901 West Pratt St., Baltimore, MD 21223
Detailed Information

Name: BOMX #143, Blue Drucker

Other Numbers: PRR No. 8241 (Alliance Inn), PRR No. 8241 (Jacob J. Vandergrift), PRR. No. 1503, PC No. 1503, SEMTA No. 103 (Pontiac), MARC No. 143

Railroad of Record: Baltimore & Ohio Railroad Museum

Type of Car: 21-Roomette Sleeper Car; Passenger Coach

Manufactured by: BUDD Company

Date Built: 1949

In 1949, the Pennsylvania Railroad ordered fifty class PS21B sleeper cars. Each was built as a twenty-one roomette and numbered 8241-8290. Each was given the name of an inn and dubbed the "Inn Series." The chosen livery was the traditional tuscan red body with gold lettering. The first in its class, No. 8241 was named Alliance Inn. In August 1958, the Alliance Inn was renamed Jacob J. Vandergrift.

In 1963, the Pennsylvania Railroad sought to replace its aging P-70 coaches for the New York World's Fair. They went to work and rebuilt forty-eight cars as passenger coaches, renumbering them 1500-1547.When PRR No. 1503 emerged from the shops, it had sixty four seats and a small twelve seat lounge at one end. The car featured a simple stainless steel body with standard PRR logos on each end and no longer had a specific name. On October 9, the rebuilt coach began serving the area between New York and Washington, D.C. The fair took place over two separate six-month seasons, April - October of 1964 and 1965.

On February 1, 1968, the Pennsylvania and New York Central Railroad merged to form what would be known as the Penn Central Transportation Company (PC). The coach was re-designated as PC No. 1503. On June 5, Robert F. Kennedy, a leading candidate for President of the United States, was assassinated at the Ambassador Hotel in Los Angeles. Kennedy passed away the following morning. His body was placed in St. Patrick's Cathedral in Manhattan.

On June 8, a twenty-one car funeral train was assembled. The train was bound for Washington, D.C. Kennedy was placed in the trailing car: PRR No. 120, Philadelphia. In the thirteenth position on the train was PC No. 1503. Due to the thousands of people who turned out to see the funeral train pass, the train arrived four hours late.

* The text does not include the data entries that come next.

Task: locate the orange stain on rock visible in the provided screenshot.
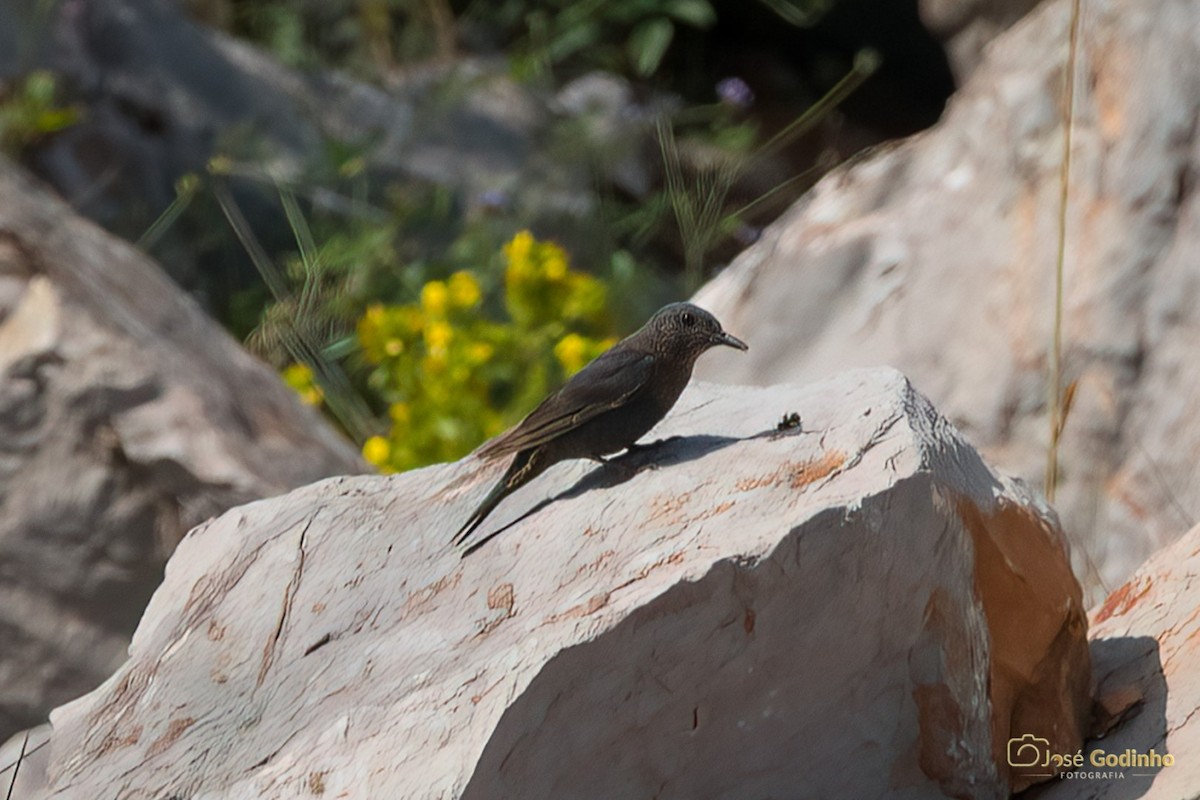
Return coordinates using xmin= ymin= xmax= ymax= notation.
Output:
xmin=1096 ymin=578 xmax=1154 ymax=622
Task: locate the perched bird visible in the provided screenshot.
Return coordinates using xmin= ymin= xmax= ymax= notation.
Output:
xmin=454 ymin=302 xmax=749 ymax=545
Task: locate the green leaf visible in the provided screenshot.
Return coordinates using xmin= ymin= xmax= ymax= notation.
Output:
xmin=665 ymin=0 xmax=716 ymax=28
xmin=626 ymin=17 xmax=674 ymax=78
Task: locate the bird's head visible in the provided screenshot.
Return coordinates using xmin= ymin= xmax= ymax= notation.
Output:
xmin=646 ymin=302 xmax=750 ymax=359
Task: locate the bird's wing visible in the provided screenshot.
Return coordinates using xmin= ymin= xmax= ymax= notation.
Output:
xmin=478 ymin=348 xmax=654 ymax=458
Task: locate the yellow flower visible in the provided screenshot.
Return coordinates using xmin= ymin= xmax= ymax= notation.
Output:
xmin=421 ymin=281 xmax=450 ymax=317
xmin=542 ymin=250 xmax=566 ymax=282
xmin=449 ymin=271 xmax=480 ymax=308
xmin=362 ymin=437 xmax=391 ymax=467
xmin=554 ymin=333 xmax=588 ymax=375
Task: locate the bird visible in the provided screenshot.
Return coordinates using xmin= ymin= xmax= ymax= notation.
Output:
xmin=451 ymin=302 xmax=750 ymax=553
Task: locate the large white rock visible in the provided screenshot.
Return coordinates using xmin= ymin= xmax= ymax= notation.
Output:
xmin=1038 ymin=527 xmax=1200 ymax=800
xmin=697 ymin=0 xmax=1200 ymax=600
xmin=0 ymin=160 xmax=365 ymax=743
xmin=35 ymin=371 xmax=1090 ymax=800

In 1976, Southeast Michigan Transport Authority (SEMTA) purchased twelve of the PC 1500 series coaches. Former No. 1503 was re-numbered to 103 and renamed Pontiac. It was purchased by the Maryland Department of Transportation in 1979 and rebuilt with Head-End-Power by General Electric in 1980. In 1994, electric sliding vestibule doors were added by Transportation and Transit Associates (TTA), to comply with Americans with Disabilities Act.

The No. 143 serviced Maryland Area Rail Commuter (MARC) as a part of their heritage fleet. Rebuilt to hold eighty two seats, the car was used as a commuter coach for many years. The No. 143 was retired in 2001 and stored at their Brunswick, Maryland facility until it was donated to the B&O Railroad Museum in 2005. The car was re-designated as BOMX No. 143, Blue Drucker in 2013. The coach is used daily to transport museum visitors on the Mile One Express.